Saturday, July 07, 2007

The Rolling Dollar Rises

A Matsuli recommended CD from Nigerian legend Fatai Rolling Dollar. Nice article here from NigeriaWorld whilst the following review comes via Mondomix


This 13-track recording Papa Rise Again is a moving testimony to a man resuscitated from the dead only four years ago. For 20 years, Fatai Rolling Dollar had been Fatai Olayiwola Olagunju, the anonymous security guard in a stadium. When the musicologist Steve Rhodes tracked him down, he was down to his very last dollar. The fairy-tale renewal with the Agidigbo player is powerfully encapsulated in this vintage album. It revisits the songs at the heart of Fatai’s glory years and mixes them slickly with his latest compositions.

The variety in the composer’s music style chronicles the influences that have washed through Nigeria since the Fifties. The native Agidigbo style is at the heart of the work, of course, and it crystallises beautifully with palm wine highlife in the title track or “Awa Re Koja”. But in “Eraya” we also enjoy transatlantic blues in this homage to the legendary songwriter Ambrose Campbell; Lagosian folk music in Fatai’s take on “Baba Wa”; Latin American melodies in “Orona”, and its Creole-spiced lyrics.

Accompanying these genres is Fatai’s unmistakable voice. Here again, one can only wonder at the range, as the veteran is as much at ease in a falsetto mode in “Saworo” or “Sis Jaiye Jaiye” as he is in the grainy tenor range of “Won Kere Si Number”. The latter became something of a national anthem after it was re-released by Fatai in his album The Return. “The press and the whole country warmed to him,” notes Kayode Samuel in the sleeve-notes, “The Lagos state governor gave him a two-bedroom flat in honour of his contribution to music in Nigeria.”

Such a far cry from the abject poverty of the one bedroom hovel he was living in after his destitution in 1977. That is where he lived with his wife and five children, before illness and abject poverty took them all. The pain and suffering he endured remain surprisingly absent from this icon to Nigeria’s traditional urban music. “I am like a tiger and all my body is ready for action,” he told a reporter shortly after the release of the three albums that marked his return in 2004. Papa Rise Again oozes with nostalgia. But the album’s raw percussions, slick palm wine guitar licks and modern production techniques give it a timeless quality that will warm hearts of all generations.
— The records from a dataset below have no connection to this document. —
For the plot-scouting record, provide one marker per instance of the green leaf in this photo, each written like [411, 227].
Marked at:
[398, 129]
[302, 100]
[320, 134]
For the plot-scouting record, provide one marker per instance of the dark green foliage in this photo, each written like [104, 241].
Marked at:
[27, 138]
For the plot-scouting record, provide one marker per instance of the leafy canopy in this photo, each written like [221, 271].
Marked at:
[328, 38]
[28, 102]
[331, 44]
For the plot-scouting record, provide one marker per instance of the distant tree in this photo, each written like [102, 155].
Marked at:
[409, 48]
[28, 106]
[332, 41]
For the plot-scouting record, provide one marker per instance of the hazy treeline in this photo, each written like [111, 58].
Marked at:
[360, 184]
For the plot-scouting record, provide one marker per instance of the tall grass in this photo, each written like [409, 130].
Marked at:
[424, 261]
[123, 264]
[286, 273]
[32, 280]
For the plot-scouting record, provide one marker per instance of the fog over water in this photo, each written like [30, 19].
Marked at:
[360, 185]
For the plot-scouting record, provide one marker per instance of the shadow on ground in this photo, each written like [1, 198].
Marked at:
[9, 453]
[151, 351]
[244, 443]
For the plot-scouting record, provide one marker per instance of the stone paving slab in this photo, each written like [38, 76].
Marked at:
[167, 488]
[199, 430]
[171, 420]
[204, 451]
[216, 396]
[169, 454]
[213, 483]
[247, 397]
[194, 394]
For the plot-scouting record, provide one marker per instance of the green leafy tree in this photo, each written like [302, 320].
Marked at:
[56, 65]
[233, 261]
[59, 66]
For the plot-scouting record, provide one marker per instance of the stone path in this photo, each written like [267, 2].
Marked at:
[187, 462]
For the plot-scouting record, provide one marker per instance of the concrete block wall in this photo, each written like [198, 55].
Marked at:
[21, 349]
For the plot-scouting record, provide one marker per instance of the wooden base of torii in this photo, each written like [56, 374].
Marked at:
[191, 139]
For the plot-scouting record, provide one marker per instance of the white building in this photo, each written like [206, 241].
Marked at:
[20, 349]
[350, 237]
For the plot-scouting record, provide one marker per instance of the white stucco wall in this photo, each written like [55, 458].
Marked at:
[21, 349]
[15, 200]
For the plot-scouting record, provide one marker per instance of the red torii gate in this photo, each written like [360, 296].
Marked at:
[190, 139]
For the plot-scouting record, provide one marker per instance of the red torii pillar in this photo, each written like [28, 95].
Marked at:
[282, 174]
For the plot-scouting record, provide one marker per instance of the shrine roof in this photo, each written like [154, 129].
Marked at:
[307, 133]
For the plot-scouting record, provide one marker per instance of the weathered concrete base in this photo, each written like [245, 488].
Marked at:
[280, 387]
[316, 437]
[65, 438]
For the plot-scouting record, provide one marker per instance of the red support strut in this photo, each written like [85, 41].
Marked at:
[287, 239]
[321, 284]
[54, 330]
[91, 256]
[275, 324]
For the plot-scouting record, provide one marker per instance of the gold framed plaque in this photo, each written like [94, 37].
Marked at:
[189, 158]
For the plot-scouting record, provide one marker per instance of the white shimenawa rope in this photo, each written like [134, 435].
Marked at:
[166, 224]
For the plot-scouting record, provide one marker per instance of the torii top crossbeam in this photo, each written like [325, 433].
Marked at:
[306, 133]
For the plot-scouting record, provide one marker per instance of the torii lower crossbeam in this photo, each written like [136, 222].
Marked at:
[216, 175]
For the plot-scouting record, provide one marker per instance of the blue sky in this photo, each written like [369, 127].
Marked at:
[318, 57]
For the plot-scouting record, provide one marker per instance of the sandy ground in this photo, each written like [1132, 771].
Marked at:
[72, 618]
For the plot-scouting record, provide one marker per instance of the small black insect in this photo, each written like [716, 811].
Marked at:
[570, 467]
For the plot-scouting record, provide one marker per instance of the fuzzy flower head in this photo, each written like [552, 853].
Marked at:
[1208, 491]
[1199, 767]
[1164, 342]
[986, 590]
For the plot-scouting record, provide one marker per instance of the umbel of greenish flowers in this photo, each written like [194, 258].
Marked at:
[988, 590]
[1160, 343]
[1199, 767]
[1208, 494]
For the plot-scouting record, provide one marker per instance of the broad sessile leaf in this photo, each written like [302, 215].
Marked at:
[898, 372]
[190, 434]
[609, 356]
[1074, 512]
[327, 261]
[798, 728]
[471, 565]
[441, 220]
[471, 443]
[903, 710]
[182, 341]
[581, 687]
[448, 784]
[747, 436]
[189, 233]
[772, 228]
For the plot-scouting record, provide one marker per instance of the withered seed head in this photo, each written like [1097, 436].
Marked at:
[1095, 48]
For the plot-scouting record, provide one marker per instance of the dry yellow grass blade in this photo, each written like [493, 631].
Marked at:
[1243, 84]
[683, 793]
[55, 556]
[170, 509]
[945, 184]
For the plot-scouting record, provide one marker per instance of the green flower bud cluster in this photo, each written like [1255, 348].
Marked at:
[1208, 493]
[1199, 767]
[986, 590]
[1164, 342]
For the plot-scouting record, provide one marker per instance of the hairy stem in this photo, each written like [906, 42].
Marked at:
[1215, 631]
There is a gentle defiance here that is reflected in Fatai’s live performances, as his upcoming tour of Europe will undoubtedly prove.

- Daniel Brown, May 2007

1 comment:

Comb & Razor said...

whoa! the new look caught me off guard there!

thanks for the Rolling Dollar article, though... i'm glad to hear that he's doing okay, because he was in pretty dire straits even after his well-received comeback a few years ago.